Valérie Pécresse propose dans son projet de campagne de “présumer majeur tout mineur non accompagné qui refuse un test d’âge osseux”
Dernière modification : 30 septembre 2022
Autrice : Priscillia de Corson, doctorante, Université Paris-Panthéon-Assas
Source : Projet de Valérie Pécresse, p4
Créer une présomption de majorité pour les jeunes exilés refusant un test d’âge osseux ne serait pas considéré comme conforme à la Constitution, sauf à la modifier. Mais cela ne dispense pas du respect du droit international, selon lequel l’intérêt supérieur de l’enfant doit être protégé.
La promesse de Valérie Pécresse a pour objet, comme elle l’indique, “de stopper l’immigration actuelle”, en établissant une présomption de majorité pour tout jeune étranger refusant de se soumettre à un examen radiologique osseux. Cette promesse électorale ne pourra être tenue sans modifier la Constitution et revenir sur les engagements internationaux de la France.
En l’absence de documents d’état civil fiables, il est délicat de déterminer l’âge d’une personne. Aucune méthode scientifique n’y parvient de manière certaine à ce jour. Le recours aux examens radiologiques osseux, contestés du fait de leur importante marge d’erreur, est autorisé en France dans le cadre d’un faisceau d’indices, ce qui signifie qu’ils ne peuvent à eux seuls prouver l’âge, et qu’il faut les associer à d’autres indices pour en tirer une conclusion sur l’âge de la personne.
L’obstacle constitutionnel
En 2019, une décision du Conseil constitutionnel confirme la possibilité d’avoir recours à ces tests, mais renforce les garanties qui s’y attachent au nom d’une “exigence constitutionnelle de protection de l’intérêt supérieur de l’enfant” (découlant des articles 10 et 11 du Préambule de la Constitution de 1946). Le Conseil souligne dans sa décision l’importance de s’assurer que “des personnes mineures ne soient pas indûment considérées comme majeures” et il exclut formellement toute présomption de majorité.
Afin de contourner ces exigences constitutionnelles, Valérie Pécresse propose de modifier la Constitution en faisant adopter par référendum une loi constitutionnelle dès son élection.
L’obstacle du droit international
Cela ne suffira pas car le principe d’intérêt supérieur de l’enfant est également ancré dans les traités internationaux ratifiés par la France (tout particulièrement l’article 3 de la Convention des Nations-Unies de 1989 relative aux droits de l’enfant) ainsi que dans la jurisprudence constante de la Cour européenne des droits de l’homme). S’appuyant sur ce principe, la Cour considère que les mineurs non accompagnés relèvent de la “catégorie des personnes les plus vulnérables de la société” et précise que “la situation d’extrême vulnérabilité de l’enfant est déterminante et prédomine sur la qualité d’étranger en séjour illégal”. Il en résulte une exigence importante de protection de ces mineurs par les États.

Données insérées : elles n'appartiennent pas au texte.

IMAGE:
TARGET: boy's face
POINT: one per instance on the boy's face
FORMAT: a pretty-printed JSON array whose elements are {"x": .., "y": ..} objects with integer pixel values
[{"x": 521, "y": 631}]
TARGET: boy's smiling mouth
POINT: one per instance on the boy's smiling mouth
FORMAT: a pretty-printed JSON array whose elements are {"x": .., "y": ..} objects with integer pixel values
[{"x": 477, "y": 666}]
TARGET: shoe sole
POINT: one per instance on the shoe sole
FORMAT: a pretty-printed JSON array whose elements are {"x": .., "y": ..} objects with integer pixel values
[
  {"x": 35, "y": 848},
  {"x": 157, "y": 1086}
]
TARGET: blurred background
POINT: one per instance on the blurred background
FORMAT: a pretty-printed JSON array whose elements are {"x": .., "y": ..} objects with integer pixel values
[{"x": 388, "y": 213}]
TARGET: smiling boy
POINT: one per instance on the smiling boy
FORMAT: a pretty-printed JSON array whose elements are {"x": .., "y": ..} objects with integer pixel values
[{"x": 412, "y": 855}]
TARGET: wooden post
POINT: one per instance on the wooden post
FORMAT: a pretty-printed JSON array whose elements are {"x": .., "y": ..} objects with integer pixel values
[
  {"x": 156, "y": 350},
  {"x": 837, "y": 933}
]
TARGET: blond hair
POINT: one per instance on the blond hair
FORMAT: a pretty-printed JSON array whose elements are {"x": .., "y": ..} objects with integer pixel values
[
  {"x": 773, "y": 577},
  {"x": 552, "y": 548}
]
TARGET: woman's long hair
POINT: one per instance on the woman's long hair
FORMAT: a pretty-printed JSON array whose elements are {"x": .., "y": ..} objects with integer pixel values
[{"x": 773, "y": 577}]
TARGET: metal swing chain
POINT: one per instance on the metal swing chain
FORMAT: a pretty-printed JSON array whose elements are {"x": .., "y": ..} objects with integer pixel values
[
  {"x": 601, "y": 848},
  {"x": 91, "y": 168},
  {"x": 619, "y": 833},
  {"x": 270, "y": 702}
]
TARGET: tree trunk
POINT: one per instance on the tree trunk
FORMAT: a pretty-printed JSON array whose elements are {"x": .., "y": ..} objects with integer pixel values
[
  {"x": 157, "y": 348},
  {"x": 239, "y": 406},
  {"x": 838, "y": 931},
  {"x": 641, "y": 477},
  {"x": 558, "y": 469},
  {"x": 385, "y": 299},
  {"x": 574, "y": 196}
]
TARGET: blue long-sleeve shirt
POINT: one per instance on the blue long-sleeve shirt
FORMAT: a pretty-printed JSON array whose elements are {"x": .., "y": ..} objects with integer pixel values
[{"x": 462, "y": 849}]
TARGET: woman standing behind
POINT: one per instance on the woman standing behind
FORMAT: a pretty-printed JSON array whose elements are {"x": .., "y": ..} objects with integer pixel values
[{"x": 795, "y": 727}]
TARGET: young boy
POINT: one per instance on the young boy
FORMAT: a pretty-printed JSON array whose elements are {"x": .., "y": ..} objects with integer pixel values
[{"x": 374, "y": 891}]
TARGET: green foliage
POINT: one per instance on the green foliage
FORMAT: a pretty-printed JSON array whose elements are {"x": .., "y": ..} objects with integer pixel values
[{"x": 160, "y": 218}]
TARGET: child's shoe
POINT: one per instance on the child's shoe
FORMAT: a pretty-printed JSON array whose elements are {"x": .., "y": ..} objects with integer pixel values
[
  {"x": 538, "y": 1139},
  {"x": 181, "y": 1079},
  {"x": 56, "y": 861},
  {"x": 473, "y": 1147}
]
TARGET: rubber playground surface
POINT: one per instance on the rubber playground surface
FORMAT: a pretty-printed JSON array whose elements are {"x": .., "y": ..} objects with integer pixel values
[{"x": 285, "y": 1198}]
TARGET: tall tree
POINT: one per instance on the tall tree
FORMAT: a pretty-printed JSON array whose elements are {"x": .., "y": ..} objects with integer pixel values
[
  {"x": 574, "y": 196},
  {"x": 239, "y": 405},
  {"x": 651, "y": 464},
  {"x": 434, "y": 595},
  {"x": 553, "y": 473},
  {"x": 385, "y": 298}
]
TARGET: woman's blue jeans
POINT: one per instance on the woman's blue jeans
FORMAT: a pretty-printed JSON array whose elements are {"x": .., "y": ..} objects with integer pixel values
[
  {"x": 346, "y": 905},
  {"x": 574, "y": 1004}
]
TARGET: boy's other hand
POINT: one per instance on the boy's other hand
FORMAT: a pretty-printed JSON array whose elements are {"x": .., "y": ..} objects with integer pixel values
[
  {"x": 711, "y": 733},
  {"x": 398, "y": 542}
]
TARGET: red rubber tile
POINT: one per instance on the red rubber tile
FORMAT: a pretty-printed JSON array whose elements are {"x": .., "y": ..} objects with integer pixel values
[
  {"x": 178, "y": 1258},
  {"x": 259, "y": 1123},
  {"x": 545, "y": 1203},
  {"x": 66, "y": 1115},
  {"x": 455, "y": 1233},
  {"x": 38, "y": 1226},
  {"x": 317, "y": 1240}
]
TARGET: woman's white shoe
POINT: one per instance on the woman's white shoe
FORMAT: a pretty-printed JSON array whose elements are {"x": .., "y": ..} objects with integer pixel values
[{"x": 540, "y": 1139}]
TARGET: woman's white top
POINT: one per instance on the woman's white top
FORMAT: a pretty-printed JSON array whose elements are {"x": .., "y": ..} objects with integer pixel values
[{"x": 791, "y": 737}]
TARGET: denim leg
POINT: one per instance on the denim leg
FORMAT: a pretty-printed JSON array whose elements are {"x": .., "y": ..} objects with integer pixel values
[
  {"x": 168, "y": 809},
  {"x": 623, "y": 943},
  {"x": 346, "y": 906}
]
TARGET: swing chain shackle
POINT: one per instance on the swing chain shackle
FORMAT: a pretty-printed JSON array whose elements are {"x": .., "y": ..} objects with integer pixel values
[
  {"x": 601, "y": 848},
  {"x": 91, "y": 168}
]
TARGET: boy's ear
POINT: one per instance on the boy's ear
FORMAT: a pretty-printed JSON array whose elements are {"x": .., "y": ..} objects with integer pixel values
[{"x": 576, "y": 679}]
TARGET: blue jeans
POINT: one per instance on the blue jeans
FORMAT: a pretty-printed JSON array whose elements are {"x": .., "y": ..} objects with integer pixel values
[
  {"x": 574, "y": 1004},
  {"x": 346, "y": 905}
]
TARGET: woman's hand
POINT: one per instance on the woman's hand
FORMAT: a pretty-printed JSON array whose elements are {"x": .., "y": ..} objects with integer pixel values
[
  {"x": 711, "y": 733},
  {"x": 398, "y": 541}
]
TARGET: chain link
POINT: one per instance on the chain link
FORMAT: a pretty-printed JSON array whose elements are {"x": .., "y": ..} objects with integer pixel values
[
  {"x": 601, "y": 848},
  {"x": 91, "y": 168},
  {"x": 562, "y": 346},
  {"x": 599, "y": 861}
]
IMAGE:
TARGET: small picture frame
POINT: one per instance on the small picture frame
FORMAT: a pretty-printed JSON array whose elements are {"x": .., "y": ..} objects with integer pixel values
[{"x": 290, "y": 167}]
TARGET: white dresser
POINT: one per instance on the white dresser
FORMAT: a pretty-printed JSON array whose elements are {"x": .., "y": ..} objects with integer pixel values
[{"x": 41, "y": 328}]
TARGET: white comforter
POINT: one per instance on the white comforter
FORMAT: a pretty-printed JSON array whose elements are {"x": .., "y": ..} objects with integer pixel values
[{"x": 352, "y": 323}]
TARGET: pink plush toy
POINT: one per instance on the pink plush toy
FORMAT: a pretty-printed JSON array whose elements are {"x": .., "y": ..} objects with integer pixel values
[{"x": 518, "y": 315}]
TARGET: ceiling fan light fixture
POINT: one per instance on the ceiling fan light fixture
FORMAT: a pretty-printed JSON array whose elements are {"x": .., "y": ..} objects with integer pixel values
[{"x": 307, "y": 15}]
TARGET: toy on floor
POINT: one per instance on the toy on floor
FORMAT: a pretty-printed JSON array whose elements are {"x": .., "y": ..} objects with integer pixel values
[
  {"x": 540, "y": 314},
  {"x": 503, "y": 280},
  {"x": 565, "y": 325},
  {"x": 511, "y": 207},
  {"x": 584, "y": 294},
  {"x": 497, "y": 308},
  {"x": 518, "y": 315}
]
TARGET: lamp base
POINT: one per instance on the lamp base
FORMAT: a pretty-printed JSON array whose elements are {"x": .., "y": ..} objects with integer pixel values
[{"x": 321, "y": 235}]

Ajoutons qu’il ne suffit pas comme elle le propose (en page 21 de son projet) de s’affranchir de la jurisprudence européenne si elle considère que cette dernière empiète sur “l’identité constitutionnelle de la France” : une telle pratique ne serait pas reconnue par la Cour de justice si elle n’est pas dûment justifiée.
Contactée, Valérie Pécresse n’a pas répondu à nos sollicitations.